From 4e0fcee2a915641e7f39d62c389bee561d849e19 Mon Sep 17 00:00:00 2001
From: jmwang66 <wangjiaming.wjm@alibaba-inc.com>
Date: 星期一, 19 六月 2023 20:28:23 +0800
Subject: [PATCH] Merge branch 'main' into dev_wjm_infer

---
 egs/alimeeting/sa_asr/local/alimeeting_data_prep.sh |   50 ++++++++++++++++++++++++--------------------------
 1 files changed, 24 insertions(+), 26 deletions(-)

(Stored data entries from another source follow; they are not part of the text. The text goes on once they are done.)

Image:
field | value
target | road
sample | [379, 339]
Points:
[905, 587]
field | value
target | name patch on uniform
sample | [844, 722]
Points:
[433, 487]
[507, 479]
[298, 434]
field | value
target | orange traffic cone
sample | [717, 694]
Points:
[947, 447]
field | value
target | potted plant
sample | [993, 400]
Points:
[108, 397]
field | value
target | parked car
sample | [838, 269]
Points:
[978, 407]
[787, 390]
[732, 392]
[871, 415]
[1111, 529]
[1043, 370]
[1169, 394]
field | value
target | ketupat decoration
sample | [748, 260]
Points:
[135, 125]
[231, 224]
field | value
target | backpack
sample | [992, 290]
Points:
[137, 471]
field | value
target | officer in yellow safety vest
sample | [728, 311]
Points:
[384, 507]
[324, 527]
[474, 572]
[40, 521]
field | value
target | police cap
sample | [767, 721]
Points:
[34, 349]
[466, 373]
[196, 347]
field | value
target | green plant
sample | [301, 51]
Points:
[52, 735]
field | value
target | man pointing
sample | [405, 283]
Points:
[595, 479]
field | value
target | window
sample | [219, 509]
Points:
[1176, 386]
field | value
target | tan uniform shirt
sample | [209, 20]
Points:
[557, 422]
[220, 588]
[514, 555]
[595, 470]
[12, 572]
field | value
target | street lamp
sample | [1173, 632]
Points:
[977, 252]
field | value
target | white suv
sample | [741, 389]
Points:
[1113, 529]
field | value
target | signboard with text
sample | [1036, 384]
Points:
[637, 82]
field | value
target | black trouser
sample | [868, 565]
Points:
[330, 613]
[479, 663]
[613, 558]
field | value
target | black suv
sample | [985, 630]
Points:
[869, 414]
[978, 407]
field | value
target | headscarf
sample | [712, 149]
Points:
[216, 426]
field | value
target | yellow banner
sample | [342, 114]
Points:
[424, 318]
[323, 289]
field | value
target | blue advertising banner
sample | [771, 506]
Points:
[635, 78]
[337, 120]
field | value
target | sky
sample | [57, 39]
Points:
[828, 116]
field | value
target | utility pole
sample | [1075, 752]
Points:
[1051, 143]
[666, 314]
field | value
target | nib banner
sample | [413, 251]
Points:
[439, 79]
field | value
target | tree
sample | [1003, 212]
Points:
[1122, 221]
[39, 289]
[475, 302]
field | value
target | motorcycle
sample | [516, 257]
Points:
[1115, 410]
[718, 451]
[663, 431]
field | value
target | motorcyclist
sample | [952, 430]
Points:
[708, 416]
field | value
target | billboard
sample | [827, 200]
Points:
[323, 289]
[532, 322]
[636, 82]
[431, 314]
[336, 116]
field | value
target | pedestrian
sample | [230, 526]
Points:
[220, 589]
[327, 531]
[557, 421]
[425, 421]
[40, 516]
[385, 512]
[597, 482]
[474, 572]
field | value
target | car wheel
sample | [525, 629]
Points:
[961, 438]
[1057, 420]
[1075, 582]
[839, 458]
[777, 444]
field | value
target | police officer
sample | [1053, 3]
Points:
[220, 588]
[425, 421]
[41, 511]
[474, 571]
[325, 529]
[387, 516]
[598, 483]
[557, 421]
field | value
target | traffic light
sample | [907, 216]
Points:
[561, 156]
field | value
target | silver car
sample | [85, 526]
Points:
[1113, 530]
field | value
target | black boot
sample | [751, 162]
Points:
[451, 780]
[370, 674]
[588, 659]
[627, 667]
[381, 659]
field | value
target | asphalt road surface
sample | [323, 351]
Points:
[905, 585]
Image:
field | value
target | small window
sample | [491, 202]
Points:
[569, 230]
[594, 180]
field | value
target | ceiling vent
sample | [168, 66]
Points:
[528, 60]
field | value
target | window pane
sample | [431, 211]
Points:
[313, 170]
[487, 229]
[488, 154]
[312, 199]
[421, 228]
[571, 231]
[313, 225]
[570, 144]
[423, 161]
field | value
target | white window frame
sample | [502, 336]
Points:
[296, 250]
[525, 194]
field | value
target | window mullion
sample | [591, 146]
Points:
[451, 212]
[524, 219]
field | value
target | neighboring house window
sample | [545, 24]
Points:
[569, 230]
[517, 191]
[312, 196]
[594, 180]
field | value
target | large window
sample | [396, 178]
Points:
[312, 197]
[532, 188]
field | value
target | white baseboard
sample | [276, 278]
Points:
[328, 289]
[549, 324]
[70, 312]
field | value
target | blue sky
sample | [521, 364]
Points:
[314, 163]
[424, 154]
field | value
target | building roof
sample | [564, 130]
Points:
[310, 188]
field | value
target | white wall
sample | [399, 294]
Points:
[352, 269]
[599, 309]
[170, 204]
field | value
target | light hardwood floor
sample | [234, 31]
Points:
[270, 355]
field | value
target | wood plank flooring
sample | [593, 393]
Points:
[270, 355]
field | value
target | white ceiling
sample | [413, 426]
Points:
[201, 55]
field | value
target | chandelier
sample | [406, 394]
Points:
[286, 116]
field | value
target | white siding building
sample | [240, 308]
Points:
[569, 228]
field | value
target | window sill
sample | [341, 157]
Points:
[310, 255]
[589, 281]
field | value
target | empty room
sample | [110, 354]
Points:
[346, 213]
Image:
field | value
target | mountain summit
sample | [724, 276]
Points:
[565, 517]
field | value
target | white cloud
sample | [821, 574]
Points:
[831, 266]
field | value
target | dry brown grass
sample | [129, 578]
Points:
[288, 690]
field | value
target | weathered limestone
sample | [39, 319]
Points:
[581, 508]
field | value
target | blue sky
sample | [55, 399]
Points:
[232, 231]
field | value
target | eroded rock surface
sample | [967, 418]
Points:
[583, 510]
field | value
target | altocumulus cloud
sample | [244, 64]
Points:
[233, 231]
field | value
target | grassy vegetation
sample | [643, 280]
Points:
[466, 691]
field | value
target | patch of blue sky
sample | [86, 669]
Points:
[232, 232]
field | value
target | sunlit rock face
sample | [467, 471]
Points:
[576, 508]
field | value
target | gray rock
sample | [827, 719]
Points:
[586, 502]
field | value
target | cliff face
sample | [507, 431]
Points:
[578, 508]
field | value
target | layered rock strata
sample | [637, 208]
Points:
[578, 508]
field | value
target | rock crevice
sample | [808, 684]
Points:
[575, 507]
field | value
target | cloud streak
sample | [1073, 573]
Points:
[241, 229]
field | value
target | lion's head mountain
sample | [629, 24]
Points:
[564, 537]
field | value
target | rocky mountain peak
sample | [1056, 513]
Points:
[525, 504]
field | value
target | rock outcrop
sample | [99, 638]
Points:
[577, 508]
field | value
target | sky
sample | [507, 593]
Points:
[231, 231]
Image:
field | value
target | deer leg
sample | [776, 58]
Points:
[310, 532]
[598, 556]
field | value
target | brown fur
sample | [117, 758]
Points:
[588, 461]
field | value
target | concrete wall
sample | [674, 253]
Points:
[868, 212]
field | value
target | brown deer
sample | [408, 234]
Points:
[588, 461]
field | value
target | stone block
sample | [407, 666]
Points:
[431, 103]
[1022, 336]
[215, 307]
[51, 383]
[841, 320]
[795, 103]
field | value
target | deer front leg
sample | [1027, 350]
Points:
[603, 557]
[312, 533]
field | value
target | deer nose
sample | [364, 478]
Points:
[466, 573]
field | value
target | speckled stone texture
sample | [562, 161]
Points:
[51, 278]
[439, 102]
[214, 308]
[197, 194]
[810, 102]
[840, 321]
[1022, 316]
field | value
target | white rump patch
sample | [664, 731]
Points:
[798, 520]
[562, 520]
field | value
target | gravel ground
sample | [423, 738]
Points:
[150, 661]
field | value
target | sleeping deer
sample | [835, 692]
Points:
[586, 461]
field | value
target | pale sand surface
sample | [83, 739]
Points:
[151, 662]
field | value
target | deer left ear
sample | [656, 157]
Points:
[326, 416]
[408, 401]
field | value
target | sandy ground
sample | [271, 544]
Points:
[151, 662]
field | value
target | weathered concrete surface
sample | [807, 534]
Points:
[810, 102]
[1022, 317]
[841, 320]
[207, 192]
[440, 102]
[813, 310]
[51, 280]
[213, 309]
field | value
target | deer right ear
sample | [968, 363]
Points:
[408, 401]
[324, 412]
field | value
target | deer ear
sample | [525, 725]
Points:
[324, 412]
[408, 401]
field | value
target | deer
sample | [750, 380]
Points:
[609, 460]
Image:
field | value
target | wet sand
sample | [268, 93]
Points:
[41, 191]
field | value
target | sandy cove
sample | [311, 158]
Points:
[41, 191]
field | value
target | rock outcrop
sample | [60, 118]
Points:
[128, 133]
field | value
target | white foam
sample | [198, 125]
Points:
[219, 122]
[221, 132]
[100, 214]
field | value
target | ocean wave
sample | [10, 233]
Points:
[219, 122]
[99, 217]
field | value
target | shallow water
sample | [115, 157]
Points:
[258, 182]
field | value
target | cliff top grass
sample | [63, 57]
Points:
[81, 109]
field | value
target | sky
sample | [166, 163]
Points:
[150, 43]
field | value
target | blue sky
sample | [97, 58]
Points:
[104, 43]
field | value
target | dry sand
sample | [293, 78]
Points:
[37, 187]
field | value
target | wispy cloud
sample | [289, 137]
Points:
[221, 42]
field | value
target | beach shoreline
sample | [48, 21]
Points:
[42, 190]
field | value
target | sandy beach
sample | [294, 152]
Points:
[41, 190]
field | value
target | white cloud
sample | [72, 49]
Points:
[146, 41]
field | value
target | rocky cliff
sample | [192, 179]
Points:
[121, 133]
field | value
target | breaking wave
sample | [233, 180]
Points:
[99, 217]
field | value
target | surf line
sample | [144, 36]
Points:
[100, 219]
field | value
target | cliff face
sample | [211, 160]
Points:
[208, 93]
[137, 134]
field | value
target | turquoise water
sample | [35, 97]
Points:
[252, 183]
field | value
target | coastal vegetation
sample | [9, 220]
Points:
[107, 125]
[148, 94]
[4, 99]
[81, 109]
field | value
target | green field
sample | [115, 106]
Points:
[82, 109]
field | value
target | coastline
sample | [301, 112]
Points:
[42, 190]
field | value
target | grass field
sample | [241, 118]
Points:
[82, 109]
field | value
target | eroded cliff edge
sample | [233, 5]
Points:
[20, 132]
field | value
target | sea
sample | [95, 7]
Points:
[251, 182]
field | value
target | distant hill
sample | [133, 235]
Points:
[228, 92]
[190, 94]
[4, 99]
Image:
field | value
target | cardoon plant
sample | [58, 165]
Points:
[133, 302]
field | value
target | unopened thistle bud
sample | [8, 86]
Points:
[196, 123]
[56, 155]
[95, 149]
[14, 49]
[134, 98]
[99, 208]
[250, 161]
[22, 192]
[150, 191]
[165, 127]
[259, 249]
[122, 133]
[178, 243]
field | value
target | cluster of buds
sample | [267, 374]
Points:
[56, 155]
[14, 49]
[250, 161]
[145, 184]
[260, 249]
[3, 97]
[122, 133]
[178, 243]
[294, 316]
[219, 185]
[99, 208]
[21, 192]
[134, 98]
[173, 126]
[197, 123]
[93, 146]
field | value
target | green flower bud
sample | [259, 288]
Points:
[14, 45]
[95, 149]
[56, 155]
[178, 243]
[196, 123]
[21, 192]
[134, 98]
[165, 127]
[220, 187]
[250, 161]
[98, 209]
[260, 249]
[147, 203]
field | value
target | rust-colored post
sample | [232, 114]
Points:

diff --git a/egs/alimeeting/sa-asr/local/alimeeting_data_prep.sh b/egs/alimeeting/sa_asr/local/alimeeting_data_prep.sh
similarity index 74%
rename from egs/alimeeting/sa-asr/local/alimeeting_data_prep.sh
rename to egs/alimeeting/sa_asr/local/alimeeting_data_prep.sh
index c13ee42..fd76837 100755
--- a/egs/alimeeting/sa-asr/local/alimeeting_data_prep.sh
+++ b/egs/alimeeting/sa_asr/local/alimeeting_data_prep.sh
@@ -21,6 +21,8 @@
 
 SECONDS=0
 tgt=Train #Train or Eval
+min_wav_duration=0.1
+max_wav_duration=20
 
 
 log "$0 $*"
@@ -57,27 +59,24 @@
 stop_stage=4
 mkdir -p $far_dir
 mkdir -p $near_dir
+mkdir -p data/org
 
 if [ ${stage} -le 1 ] && [ ${stop_stage} -ge 1 ]; then 
     log "stage 1:process alimeeting near dir"
     
     find -L $near_raw_dir/audio_dir -iname "*.wav" | sort >  $near_dir/wavlist
-    awk -F '/' '{print $NF}' $near_dir/wavlist | awk -F '.' '{print $1}' > $near_dir/uttid   
-    find -L $near_raw_dir/textgrid_dir  -iname "*.TextGrid" | sort > $near_dir/textgrid.flist
+    awk -F '/' '{print $NF}' $near_dir/wavlist | awk -F '.' '{print $1}' | sort > $near_dir/uttid   
+    find -L $near_raw_dir/textgrid_dir  -iname "*.TextGrid" > $near_dir/textgrid.flist
     n1_wav=$(wc -l < $near_dir/wavlist)
     n2_text=$(wc -l < $near_dir/textgrid.flist)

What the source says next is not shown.